Any suggestions for a basic recipe?
I agree that to supplement Embudo's high price feed is not worth the bother. I also don't like how much corn is in the feed. The hens pick it all out, then are wasteful with the powdery remains. I add goat milk or whey from cheesemaking to the remains to solidify them -the chickens like that.

Plus I'm trying to get away from soy. So I'm working on a formula (& working on collaborating with others) to mix our own. I think the easiest way to sub the protein is to sub some sort of field peas for the soy, then add mixed small grains: wheat, oats, milo, barley.... The smaller grains are easier to come by, organic corn and field peas, not quite as easy. I have to check who Shalali gets her bulk grains from. I know she gets them delivered. The bulk ordering is where a cooperative endeavor will come into play. OH and the grinding of the peas! I'll definitely post here on DCF when I have anything concrete to announce.
I could do some bulk ordering when you're ready. It would be great to have an 'Alb.

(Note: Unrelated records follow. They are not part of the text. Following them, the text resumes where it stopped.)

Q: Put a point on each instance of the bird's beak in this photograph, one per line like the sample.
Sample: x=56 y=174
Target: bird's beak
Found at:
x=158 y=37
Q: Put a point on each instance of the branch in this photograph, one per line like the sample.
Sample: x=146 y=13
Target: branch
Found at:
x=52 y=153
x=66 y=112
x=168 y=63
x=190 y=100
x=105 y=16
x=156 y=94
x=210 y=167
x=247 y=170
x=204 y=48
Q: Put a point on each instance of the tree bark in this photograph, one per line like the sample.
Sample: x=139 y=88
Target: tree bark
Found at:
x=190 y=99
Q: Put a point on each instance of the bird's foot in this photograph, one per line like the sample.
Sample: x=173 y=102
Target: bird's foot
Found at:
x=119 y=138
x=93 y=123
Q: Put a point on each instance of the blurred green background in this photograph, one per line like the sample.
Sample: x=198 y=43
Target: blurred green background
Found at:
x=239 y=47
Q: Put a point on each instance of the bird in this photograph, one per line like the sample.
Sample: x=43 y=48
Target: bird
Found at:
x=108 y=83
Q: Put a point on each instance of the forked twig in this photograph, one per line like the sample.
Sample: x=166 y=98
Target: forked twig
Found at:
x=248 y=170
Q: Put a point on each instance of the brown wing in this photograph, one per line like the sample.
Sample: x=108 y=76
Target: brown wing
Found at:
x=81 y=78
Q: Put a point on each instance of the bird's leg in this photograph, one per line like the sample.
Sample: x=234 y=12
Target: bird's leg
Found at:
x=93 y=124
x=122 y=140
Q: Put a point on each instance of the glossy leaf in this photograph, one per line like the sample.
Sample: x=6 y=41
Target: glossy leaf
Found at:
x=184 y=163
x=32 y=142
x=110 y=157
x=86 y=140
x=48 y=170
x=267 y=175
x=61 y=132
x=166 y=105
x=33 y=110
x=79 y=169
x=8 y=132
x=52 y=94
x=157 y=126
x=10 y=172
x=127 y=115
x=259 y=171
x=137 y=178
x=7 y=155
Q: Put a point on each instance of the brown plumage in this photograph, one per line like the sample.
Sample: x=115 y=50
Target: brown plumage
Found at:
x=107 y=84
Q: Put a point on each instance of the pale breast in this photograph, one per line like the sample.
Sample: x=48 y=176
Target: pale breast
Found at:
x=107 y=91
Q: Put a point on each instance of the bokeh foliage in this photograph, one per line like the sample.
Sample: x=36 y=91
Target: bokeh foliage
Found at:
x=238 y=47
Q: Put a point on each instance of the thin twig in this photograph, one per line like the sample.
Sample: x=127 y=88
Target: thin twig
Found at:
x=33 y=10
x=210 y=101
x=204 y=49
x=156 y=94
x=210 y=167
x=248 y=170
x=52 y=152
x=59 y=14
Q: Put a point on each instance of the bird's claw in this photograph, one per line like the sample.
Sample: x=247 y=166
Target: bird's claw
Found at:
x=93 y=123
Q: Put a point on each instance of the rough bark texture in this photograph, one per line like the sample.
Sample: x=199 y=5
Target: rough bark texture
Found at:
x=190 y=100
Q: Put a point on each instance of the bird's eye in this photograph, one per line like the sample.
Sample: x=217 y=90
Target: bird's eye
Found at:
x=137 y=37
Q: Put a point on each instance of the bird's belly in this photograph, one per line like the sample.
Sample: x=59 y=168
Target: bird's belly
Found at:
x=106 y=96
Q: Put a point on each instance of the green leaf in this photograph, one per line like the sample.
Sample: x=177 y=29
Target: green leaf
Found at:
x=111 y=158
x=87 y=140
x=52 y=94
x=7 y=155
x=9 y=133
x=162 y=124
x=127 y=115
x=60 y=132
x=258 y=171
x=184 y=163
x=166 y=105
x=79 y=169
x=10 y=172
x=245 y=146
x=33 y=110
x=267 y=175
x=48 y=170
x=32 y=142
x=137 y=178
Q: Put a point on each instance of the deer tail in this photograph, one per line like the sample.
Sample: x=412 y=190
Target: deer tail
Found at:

Organic Mix' that we ordered the components for regularly... I realize that you posted about this last year, but we were in the middle of some other things and I couldn't devote my brain to this line of thinking just then. I am ready now or in the near future.
Also, I got to follow Shalali around at her place while she did morning chores recently, and I believe she spouts all her grains - including the peas - thus eliminating the need to grind?